Cloud Labs and the New Supply Chain for Bioterrorism

In 2005, the C.D.C. released into public circulation the full genome sequence of the 1918 influenza virus, one of the deadliest pathogens in modern history. The decision was defended as preparedness; by studying the virus that killed an estimated 50 million people, scientists hoped to improve surveillance, vaccines, and antiviral defenses. But even then, this was a failure of foresight. Once released, such information could not be contained, while the tools needed to use it were only going to become more accessible. The benefits were uncertain, but the danger was concrete; in the wrong hands, the sequence is a recipe for bioterrorism.

That was a dangerous decision in 2005. In the age of artificial intelligence, it is more dangerous still.

We still talk about A.I. as though it were trapped in the realm of text, as though it could advise, predict, and persuade but could not touch the world except through human hands. That assumption is becoming less true by the month. The rise of the "cloud lab" has sharply reduced the distance between a biological idea and a physical experiment. A cloud lab is an automated wet lab run remotely through software: A user enters instructions through a digital interface, robots execute the experiment, and the results come back electronically. RAND has warned that these remotely operated laboratories could become one of the clearest points of convergence between biotechnology, automation, and A.I.

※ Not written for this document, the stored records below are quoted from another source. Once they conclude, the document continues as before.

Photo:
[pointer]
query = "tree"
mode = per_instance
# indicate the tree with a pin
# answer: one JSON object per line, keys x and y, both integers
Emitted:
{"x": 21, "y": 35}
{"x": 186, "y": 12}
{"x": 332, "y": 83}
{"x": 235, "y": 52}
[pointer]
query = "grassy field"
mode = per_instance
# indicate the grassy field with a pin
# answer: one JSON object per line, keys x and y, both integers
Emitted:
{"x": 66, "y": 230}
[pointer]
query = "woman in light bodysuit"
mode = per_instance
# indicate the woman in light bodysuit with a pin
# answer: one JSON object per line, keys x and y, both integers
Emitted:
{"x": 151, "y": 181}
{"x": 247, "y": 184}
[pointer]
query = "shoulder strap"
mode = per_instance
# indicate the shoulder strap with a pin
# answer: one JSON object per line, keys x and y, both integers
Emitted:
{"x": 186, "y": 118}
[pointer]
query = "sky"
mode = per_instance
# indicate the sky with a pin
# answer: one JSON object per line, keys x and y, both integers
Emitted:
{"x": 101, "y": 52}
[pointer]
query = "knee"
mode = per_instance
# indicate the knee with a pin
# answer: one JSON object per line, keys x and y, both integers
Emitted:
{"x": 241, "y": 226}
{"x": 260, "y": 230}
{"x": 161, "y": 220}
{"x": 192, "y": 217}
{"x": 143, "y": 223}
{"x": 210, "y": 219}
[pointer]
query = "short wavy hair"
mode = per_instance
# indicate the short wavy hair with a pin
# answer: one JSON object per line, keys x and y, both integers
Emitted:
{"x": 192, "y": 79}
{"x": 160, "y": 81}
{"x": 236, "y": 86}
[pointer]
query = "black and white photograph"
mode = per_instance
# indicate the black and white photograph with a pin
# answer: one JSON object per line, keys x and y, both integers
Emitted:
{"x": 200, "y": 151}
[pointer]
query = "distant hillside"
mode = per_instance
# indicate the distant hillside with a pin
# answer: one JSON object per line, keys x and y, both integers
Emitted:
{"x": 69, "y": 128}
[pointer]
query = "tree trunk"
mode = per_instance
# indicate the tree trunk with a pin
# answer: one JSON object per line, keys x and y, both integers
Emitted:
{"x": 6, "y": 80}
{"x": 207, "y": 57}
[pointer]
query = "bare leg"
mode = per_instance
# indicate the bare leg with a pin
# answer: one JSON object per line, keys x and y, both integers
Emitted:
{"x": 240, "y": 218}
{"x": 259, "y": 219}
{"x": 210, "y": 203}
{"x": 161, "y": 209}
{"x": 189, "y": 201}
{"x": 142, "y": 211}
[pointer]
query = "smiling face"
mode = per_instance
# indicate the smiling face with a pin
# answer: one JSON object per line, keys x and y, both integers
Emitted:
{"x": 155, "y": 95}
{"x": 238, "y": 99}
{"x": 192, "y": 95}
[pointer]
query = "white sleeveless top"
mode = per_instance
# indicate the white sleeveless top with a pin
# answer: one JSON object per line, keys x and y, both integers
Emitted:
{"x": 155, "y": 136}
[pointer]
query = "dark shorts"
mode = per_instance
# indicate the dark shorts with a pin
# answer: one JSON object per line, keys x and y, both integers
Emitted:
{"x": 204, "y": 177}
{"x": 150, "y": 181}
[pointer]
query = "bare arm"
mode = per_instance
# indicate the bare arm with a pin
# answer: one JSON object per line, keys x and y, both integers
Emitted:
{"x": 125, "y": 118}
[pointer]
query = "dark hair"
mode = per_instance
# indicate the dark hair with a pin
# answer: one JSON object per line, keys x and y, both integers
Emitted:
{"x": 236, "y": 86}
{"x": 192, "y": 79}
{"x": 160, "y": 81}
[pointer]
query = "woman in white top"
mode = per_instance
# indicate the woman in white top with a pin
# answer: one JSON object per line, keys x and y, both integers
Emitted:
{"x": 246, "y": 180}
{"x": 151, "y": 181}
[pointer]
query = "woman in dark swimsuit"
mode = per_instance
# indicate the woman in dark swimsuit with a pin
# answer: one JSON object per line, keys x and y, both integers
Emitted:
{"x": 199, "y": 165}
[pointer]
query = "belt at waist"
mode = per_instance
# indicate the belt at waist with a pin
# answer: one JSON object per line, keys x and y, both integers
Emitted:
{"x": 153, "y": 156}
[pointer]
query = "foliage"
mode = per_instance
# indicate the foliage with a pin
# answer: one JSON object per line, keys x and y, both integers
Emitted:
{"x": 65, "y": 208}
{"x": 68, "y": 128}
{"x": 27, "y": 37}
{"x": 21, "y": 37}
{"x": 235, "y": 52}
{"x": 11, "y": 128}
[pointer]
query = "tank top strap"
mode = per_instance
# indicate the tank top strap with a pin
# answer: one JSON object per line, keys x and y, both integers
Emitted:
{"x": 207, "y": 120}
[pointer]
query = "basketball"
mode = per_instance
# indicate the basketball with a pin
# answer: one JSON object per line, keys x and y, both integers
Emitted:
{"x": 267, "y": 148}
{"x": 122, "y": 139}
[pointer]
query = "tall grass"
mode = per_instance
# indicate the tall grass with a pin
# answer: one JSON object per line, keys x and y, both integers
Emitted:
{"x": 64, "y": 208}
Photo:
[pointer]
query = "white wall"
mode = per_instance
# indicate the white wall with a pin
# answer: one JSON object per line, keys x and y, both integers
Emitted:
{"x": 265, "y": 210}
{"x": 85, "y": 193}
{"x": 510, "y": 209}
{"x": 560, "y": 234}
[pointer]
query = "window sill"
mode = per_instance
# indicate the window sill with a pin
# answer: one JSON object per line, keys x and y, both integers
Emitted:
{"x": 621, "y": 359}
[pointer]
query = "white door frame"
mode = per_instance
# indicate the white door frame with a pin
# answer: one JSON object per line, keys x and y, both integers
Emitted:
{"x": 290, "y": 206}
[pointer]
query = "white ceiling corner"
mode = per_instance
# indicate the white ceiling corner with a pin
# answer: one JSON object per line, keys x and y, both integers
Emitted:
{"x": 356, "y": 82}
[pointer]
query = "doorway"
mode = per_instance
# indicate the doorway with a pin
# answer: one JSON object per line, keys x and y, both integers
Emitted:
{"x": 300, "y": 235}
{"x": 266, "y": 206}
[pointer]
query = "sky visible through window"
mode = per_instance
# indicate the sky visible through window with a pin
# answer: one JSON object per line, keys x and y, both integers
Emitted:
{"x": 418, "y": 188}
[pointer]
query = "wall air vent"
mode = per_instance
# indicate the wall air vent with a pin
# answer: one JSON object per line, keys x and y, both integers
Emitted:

The old architecture of biosecurity depended, often without saying so, on friction. Dangerous biology required dexterity, procedural feel, access to expensive instruments, and the patience to troubleshoot protocols that did not work as expected. Knowledge alone was not enough. One needed apprenticeship, equipment, a physical laboratory, and usually some institutional permission. These were never perfect safeguards. But they were safeguards.

What makes this moment different is that the practical barriers between knowing and doing are being removed from several directions at once. A dangerous sequence can circulate online. A synthesis provider can manufacture the fragments. A model can narrow the search space, suggest variants, interpret results, and propose next steps. A cloud lab can execute part of the workflow remotely. No one of these developments, on its own, makes dangerous biology easy. But together they begin to collapse a distinction we had grown used to trusting: the distinction between knowing and doing.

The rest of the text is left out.